For almost 20 years I have been living in Lower Austria's Weinviertel, commuting many kilometres a year between my home and the Vienna office, and seeing all kinds of animal road traffic victims almost daily. The road that goes through my home also carries its toll of blood, including some of 'my' hedgehogs - nursing cases that I have painstakingly nursed back to health, nursed up or overwintered.
In my estimation, there were always many victims I saw on the road, but they were soon forgotten. In May 2017 I found Project Roadkill - since then I have been documenting my findings. The list of the collected spots shows how frighteningly extensive the dying on our roads is. After more than 3 years with Project Roadkill there are more than 1500 entries...sad facts. But at least the animals did not die completely anonymously.
Whether tawny owl or pine marten, red fox or green woodpecker, grass snake or wood pigeon, bat, field hamster, toad and lizard - they all fall victim to human mobility. Animals even die on motorways and highways that are secured with game fences. Despite a speed limit of 50 km/h (which unfortunately is not respected by many car drivers), the village area is one of the most dangerous places for small animals such as songbirds, hedgehogs, squirrels and green toads. On open country roads you can find mostly Europea hares, pheasants, larger animals. Some stretches of road have turned out to be 'death zones' - on an approx. 800m long road section, which is lined by fields on the right and left side, I found 15 hares during the observation period (...it can be assumed that there were further, undiscovered victims). Also rare, partly endangered species like Hoopoe, Northern lapwing, European otter I already had to include in my protocol. In the mice summer of 2019 I gave up documenting every flat vole - there were too many of them...

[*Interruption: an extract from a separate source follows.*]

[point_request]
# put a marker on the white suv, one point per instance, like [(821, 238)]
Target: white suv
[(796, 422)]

The rapid loss of biodiversity is frightening, we humans are in the process of destroying the natural system that keeps us alive. The destruction and the resulting loss of natural habitats, intensive agriculture and forestry, the use of poison, the littering of nature, all these are already factors that make it difficult for our wild animals to survive - roadkill is only part of the problem.
It is to be hoped that the data gathered will in future lead to appropriate measures to minimise or at least reduce the death rate of wild animals on roads - it would be a small contribution to counteracting the loss of biodiversity.
Awareness-raising among many road users would be desirable - driving more attentively, more considerately and above all a little slower would probably mean a few roadkills less.